13. Carlos Alberto Carmona explica, com clareza, a natureza estratégica da escolha do mecanismo do árbitro de emergência: “O árbitro de apoio inegavelmente representa uma opção vantajosa para as partes, em pelo menos três quesitos: confidencialidade, disponibilidade e conhecimento técnico. Com efeito, usar o árbitro de emergência em vez de recorrer ao Poder Judiciário mantém a confidencialidade do procedimento intacta, valendo lembrar que nem todos os países têm previsão semelhante àquela constante do art. 189, IV do Código de Processo Civil de 2015 no sentido de que processos relativos à arbitragem devam correr em segredo de justiça (quando houver previsão de confidencialidade na convenção); o árbitro normalmente tem mais disponibilidade de tempo (em relação ao juiz togado) para estudar a causa (e os centros de arbitragem que encamparam a ideia do árbitro de urgência estabelecem procedimentos muito céleres, concedendo prazo curto para que a medida pleiteada seja examinada); por fim, é razoável supor que, de modo geral, os árbitros (incluindo aqueles nomeados para as questões emergenciais) têm conhecimento técnico específico sobre o tema que devem averiguar, o que deve, em princípio, refletir em decisão mais apurada do que aquela que se pode esperar do juiz togado (que por natureza e por função, e em qualquer país do mundo, será um generalista, como não pode deixar de ser)”. (Arbitragem e Processo: um comentário à Lei n° 9.207/96. 4. ed. Barueri, SP: Atlas, 2023, p. 342.
14. Cita-se, a esse respeito, a Suspensão de Liminar nº 0011523-33.2025.8.19.0000, na qual, instaurado o procedimento de arbitro de emergência e proferida a correspondente decisão em favor de uma parte, a contraparte ajuizou a aludida medida judicial com a finalidade de tentar reformar a decisão concedida pelo árbitro de emergência, o que não se revela cabível, à luz da legislação brasileira. O pedido, contudo, não foi apreciado diante da celebração de acordo no curso do processo. Para comentários a respeito desse assunto, ver: MAIA, Alberto Jonathas. A inaplicabilidade do pedido de suspensão de liminar em arbitragem envolvendo a Fazenda Pública. Fonte: A inaplicabilidade do pedido de suspensão de liminar em arbitragem envolvendo a Fazenda Pública. Acesso em 22 mai. 2026.

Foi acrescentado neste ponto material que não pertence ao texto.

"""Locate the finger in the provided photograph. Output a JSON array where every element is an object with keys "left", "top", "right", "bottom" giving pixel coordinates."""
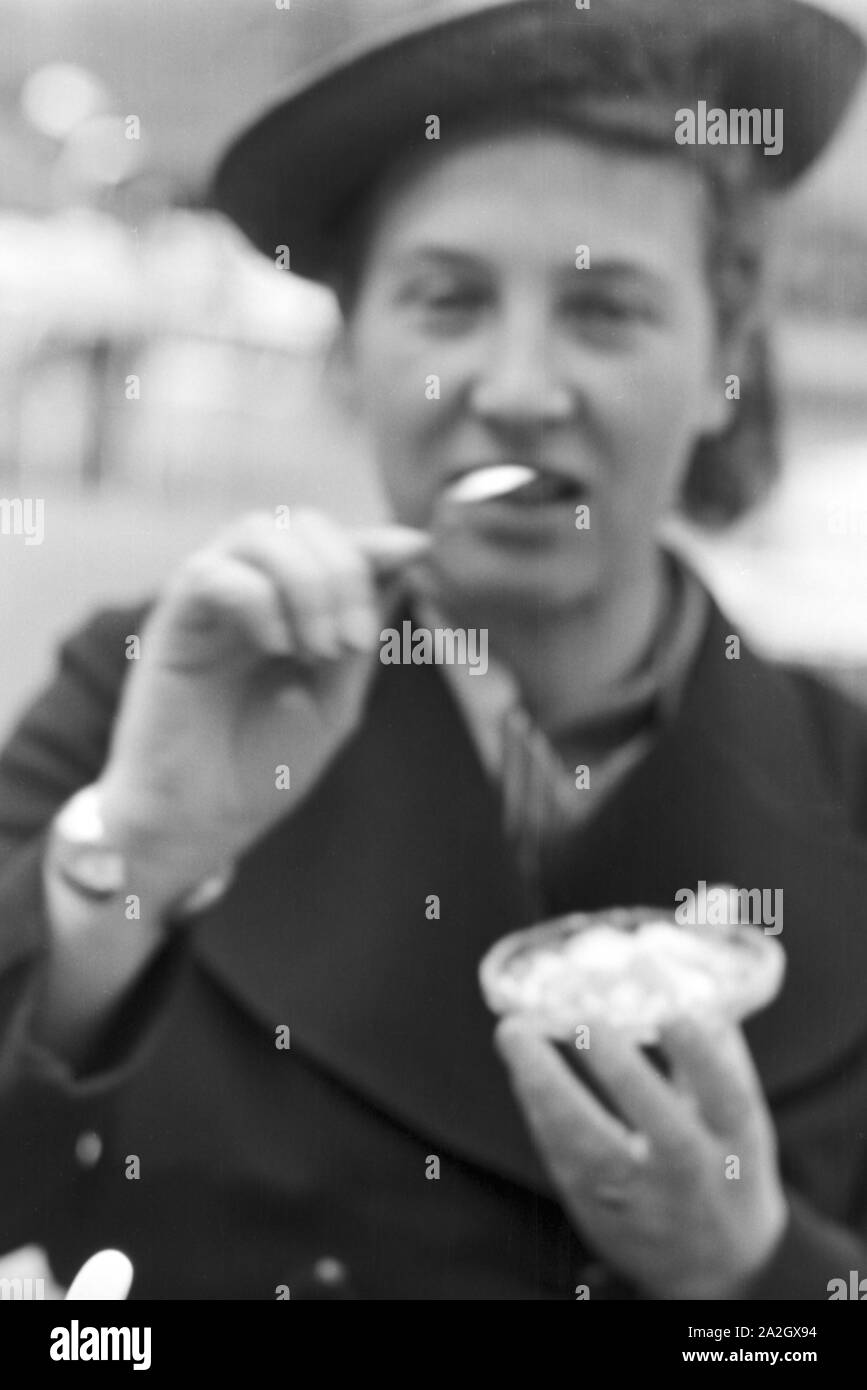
[
  {"left": 228, "top": 520, "right": 344, "bottom": 661},
  {"left": 661, "top": 1011, "right": 768, "bottom": 1140},
  {"left": 495, "top": 1018, "right": 645, "bottom": 1191},
  {"left": 575, "top": 1012, "right": 702, "bottom": 1156},
  {"left": 162, "top": 553, "right": 295, "bottom": 663},
  {"left": 355, "top": 525, "right": 432, "bottom": 577},
  {"left": 293, "top": 510, "right": 381, "bottom": 653},
  {"left": 65, "top": 1249, "right": 133, "bottom": 1300}
]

15. A doutrina corrobora tal entendimento: “A decisão do árbitro de emergência é precária e está sujeita à revisão pelo tribunal arbitral constituído. Como já ressaltado, a competência do árbitro de emergência está limitada de forma material e temporal: sua função é decidir a tutela de urgência requerida por uma parte enquanto o tribunal arbitral não for constituído. Após a formação definitiva do painel arbitral, o órgão passa a ser, de fato e de direito – nos termos do art. 19 da Lei de Arbitragem –, competente para analisar todos os aspectos da lide. Ato contínuo, têm os árbitros constituídos o poder de revogar, alterar e reconsiderar a decisão anterior do árbitro de emergência. A lógica, aliás, é a mesma daquela constante do art. 22-B da Lei n° 9.307/1996, com exceção de que aqui se trata de medida cautelar proferida pelo árbitro de emergência, e não pelo Poder Judiciário”. (DE SOUZA, Antônio Pedro Garcia; FIGUEIREDO, Raphael Rodrigues da Cunha. Árbitro de emergência: conceito, desenvolvimento e adequação. In: Revista Brasileira de Arbitragem, nº 63, jul./set. 2019, p. 90-91).
16. Frederico Messias, em recente estudo explica tal ponto: “O árbitro de emergência não se confunde com o tribunal arbitral regularmente constituído para julgamento definitivo da controvérsia. Sua atuação possui natureza excepcional, temporária e limitada à apreciação de medidas urgentes em momento anterior à constituição definitiva do tribunal arbitral”. (O árbitro de emergência pode rever medida urgente concedida pelo Poder Judiciário? Fonte: Árbitro de emergência pode medida urgente concedida pelo Judiciário? - Migalhas. Acesso em 22 mai. 2026).